Pictured: MD 2019 candidates Emily Jones, Megan Sumida and Aaron Suzuka holding messages they shared on social media during “Solidarity” week, with the theme “Hate has no place here”.

University of Hawai’i medical students in the Gold Humanism Honor Society at the John A. Burns School of Medicine (JABSOM) have spent all week in “Solidarity.” Solidarity Week events are one way GHHS chapters around the country celebrate their dedication to ensuring compassionate; patient-centered care. Our students baked cookies and then delivered the treats to nurses and hospital staff as a way of saying, “Thank you for letting us be your medical students.” (ANOTHER SURE SIGN WE ARE A COMMUNITY-BASED MEDICAL SCHOOL AND PROUD OF IT!)

In addition to “Mahalo” labels on each bag of home-made cookies, there were messages that read, “To the medical staff: As medical students, we see the work you do and we are inspired by it. From carefully encouraging a patient to take one more step to gentle conversations about medications, you are our roles models for patient care. Thank you for your patience and your advice. Thank you for treating us like we matter, even on our first rotations when we felt so lost. When we become physicians, we will continue to look back on the examples you set and hope to serve with the same enthusiasm, compassion, and respect for human dignity.

Mahalo Cookies held by GHHS members 2019 Celina Hayashi and Florence Kan, members of the MD Class of 2019.
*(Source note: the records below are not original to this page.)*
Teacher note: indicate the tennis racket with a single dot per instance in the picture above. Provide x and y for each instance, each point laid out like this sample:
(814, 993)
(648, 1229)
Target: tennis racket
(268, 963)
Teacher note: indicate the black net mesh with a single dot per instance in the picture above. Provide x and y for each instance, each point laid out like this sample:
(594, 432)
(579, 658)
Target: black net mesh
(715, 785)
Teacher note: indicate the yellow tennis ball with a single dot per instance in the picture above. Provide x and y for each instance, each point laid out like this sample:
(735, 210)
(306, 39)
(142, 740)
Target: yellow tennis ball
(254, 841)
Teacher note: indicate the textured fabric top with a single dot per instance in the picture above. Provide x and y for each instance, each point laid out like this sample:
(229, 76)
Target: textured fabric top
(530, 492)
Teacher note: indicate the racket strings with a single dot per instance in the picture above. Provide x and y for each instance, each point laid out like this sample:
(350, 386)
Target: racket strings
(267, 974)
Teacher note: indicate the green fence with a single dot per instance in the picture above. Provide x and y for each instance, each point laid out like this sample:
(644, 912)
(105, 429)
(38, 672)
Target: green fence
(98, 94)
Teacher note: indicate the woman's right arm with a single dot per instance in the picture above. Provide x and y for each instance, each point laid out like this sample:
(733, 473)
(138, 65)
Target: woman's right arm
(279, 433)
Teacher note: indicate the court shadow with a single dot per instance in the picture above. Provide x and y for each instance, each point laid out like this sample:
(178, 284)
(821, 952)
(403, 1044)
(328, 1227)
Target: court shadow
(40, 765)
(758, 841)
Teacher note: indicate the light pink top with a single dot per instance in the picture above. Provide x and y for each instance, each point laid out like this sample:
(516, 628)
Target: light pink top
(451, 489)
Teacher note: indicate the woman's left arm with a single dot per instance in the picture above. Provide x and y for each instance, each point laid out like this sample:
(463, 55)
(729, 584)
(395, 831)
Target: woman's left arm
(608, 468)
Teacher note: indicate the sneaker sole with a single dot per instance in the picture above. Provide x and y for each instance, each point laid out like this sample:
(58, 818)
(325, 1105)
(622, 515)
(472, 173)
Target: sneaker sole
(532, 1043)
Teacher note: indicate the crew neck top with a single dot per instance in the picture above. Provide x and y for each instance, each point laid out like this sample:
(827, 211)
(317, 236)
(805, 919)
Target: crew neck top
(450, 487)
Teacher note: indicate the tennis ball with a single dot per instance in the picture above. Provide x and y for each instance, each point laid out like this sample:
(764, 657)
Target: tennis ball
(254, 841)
Mahalo Cookies held by GHHS members Celina Hayashi and Florence Kan, members of the MD Class of 2019.

Student holding signs that say "Love Wins" and "All are welcome here"

Faculty sponsor Dr. Damon Lee (JABSOM MD 1999) joins the GHHS members in sharing the messages that read “Love wins” and “All are welcome here.”

They also made signs they posed with and shared on social media sending a clear message that JABSOM and every place they provide care as future physicians are safe spaces filled with love and compassion regardless of race, socioeconomic status, sexual identity, disease state, language, religion. Messages that reinforce that good healthcare (and health education) is incompatible with hate of any form.

They started the week, by the way, making all of us feel proud by pledging — and asking others to pledge — to always ask about a Veteran patient’s military experience in each new encounter and simply thank them for their service. Learn more at the Veterans Gold Health Initiative.

They also scheduled small, student-run discussions on human moments in health care on Friday night, February 15 in Medical Education Building Room 304 beginning at 5:30 p.m. And they are collecting necessities for the houseless.

The students are writing essays on the meaning of humanism in medicine, too. GHHS member and 2019 MD Candidate Jonathan Cheng shared a bit of his with us. “Humanism and medicine go hand in hand. Too often is medicine thought of as cutting-edge science that involves years of study and advanced technology. I am grateful that in my training to become a physician that people have deemed it valuable to instill in me the idea that medicine is the intersection of science AND art. Sure, science gives us a pool of knowledge to draw from, but the art if medicine is what enables us to skillfully and appropriately apply the knowledge to the healing of a patient. Humanism factors into medicine in many ways, but primarily in consideration of the two stakeholders, healer and patient. Healers must recognize and respect every patients’ humanity, and healers must also maintain their own humanity. Medicine functions at its highest capacity when both the patient and the healer’s humanity is valued.”

JABSOM MD students, we will say it again, you are our SUPERHEROS in training!